6.4 Actions. Whether or not an Event of Default has occurred, the Lender shall have the right, but not the obligation, to commence, appear in, or defend any action or proceeding which affects or which the Lender determines may affect (a) the Collateral; (b) Borrower's or the Lender's respective rights or obligations under the Loan Documents; (c) the Loan; or (d) the disbursement of any proceeds of the Loan. Whether or not an Event of Default has occurred, the Lender shall at all times have the right to take any or all actions which the Lender determines to be necessary or appropriate to protect the Lender's interest in connection with the Loan.

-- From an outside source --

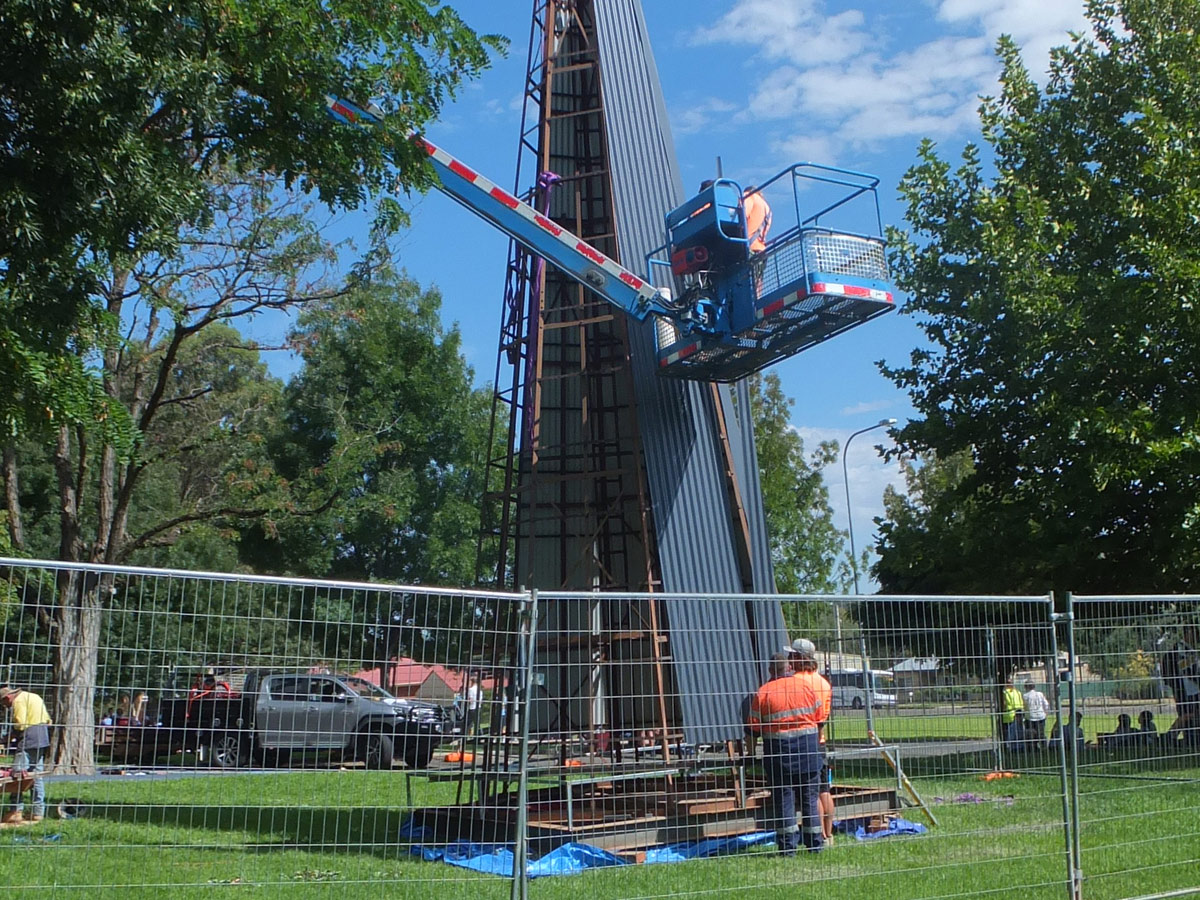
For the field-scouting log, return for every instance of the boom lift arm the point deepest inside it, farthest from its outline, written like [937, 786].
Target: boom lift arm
[737, 311]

6.5 Attorneys' Fees and Costs and Other Expenses. Upon the Lender's demand, Borrower shall reimburse the Lender for all costs and expenses, including attorneys' fees and costs, incurred by the Lender in connection with the exercise of any or all of the Lender's rights and remedies under the Loan Documents; the enforcement of any or all Obligations, whether or not any legal proceedings are instituted by the Lender; or the defense of any action or proceeding by Borrower or any other Person relating to the Loan. Without limiting the generality of the immediately preceding sentence, such costs and expenses shall include all attorneys' fees and costs incurred by the Lender in connection with any federal or state bankruptcy, insolvency, reorganization, or other similar proceeding by or against Borrower or any Guarantor which in any way affects the Lender's exercise of its rights and remedies under the Loan Documents. Borrower's obligation to reimburse the Lender under this Section shall include payment of interest on all amounts expended by the Lender from the date of expenditure at the rate of interest applicable to principal under the Note. Wherever any of the terms of the Loan Documents provide for the payment or recovery of costs, fees, or other expenses (including attorneys' fees and costs), such term shall be deemed to provide for the payment or recovery of reasonable costs, fees, expenses, and reasonable attorneys' fees and costs.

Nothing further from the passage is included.